Des conflits en suspens, jusqu’à quand?
©Ici Beyrouth

Les trêves négociées au Proche-Orient et en Iran sont en état d’hibernation, mais jusqu’à quand? Une trêve est par définition intérimaire et doit nécessairement déboucher soit sur des accords sécuritaires concluants ou des dynamiques de paix qui mettraient fin à des conflits dans la durée, comme c'est le cas dans cette aire géopolitique. La disparité des enjeux rend malaisée la recherche de solutions négociées alors que les conflits s’enveniment.

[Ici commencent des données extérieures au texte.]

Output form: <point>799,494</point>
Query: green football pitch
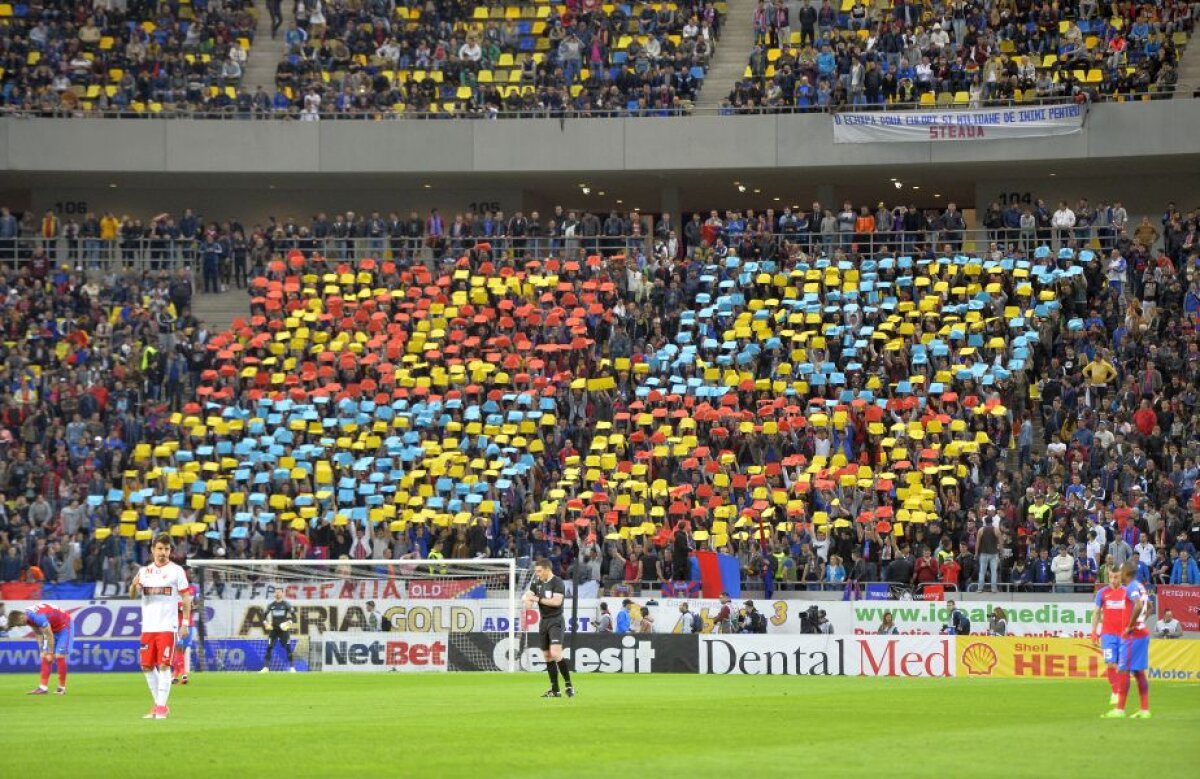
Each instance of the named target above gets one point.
<point>496,725</point>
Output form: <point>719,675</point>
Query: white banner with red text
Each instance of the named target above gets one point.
<point>935,126</point>
<point>384,652</point>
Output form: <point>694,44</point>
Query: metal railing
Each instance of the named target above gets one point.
<point>153,255</point>
<point>232,113</point>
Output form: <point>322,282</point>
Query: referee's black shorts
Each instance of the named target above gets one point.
<point>551,631</point>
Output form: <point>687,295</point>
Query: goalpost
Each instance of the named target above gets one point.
<point>421,609</point>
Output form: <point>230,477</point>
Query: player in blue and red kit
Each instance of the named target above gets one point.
<point>1109,622</point>
<point>52,627</point>
<point>1137,646</point>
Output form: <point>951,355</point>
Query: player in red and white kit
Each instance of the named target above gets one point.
<point>163,588</point>
<point>1109,622</point>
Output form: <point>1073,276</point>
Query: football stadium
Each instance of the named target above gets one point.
<point>435,388</point>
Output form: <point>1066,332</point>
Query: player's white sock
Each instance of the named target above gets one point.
<point>163,685</point>
<point>153,682</point>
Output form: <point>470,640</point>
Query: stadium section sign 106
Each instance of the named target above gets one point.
<point>990,124</point>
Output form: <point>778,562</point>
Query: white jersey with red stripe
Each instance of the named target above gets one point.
<point>162,588</point>
<point>1135,593</point>
<point>191,618</point>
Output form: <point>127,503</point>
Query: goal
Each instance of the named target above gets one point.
<point>355,615</point>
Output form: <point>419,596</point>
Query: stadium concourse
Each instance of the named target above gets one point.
<point>823,415</point>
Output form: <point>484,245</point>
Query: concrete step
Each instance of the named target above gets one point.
<point>731,55</point>
<point>265,53</point>
<point>219,310</point>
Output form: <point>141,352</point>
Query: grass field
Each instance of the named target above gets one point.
<point>496,725</point>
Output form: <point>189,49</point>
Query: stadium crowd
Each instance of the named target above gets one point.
<point>358,59</point>
<point>832,418</point>
<point>580,58</point>
<point>63,57</point>
<point>822,54</point>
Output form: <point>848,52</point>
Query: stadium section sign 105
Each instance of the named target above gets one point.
<point>989,124</point>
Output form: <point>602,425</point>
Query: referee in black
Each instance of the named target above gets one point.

La situation en Iran est en état de suspens alors que les enjeux militaires sont loin d’être traités, la situation à Gaza est toujours à la merci de la politique croisée des otages dont se targue le Hamas pour le malheur des Israéliens après 17 mois de détention, et celle de la stratégie des boucliers humains que subit la population civile palestinienne. Le Liban est pris en otage par une politique de chantage qui a neutralisé les instances étatiques, bloqué la vie politique et renvoyé le pays aux enfermements des conflits régionaux. La Syrie, quant à elle, est sur le point d’amorcer une stratégie de décloisonnement après de longues décennies de réclusion imposée par un régime mafieux et criminel et ses succédanés terroristes. L'Irak est plus que jamais ballotté dans des dilemmes qui alternent entre les arrangements négociés et consentis et les tentatives de sabordage tentées par la politique iranienne. Le remorquage du Yémen se fera le jour où l’Iran pliera bagage et rentrera chez lui à la suite d’une défaite ou d’un accord de paix dûment signé entre Israël et les pays affranchis de la politique de puissance iranienne.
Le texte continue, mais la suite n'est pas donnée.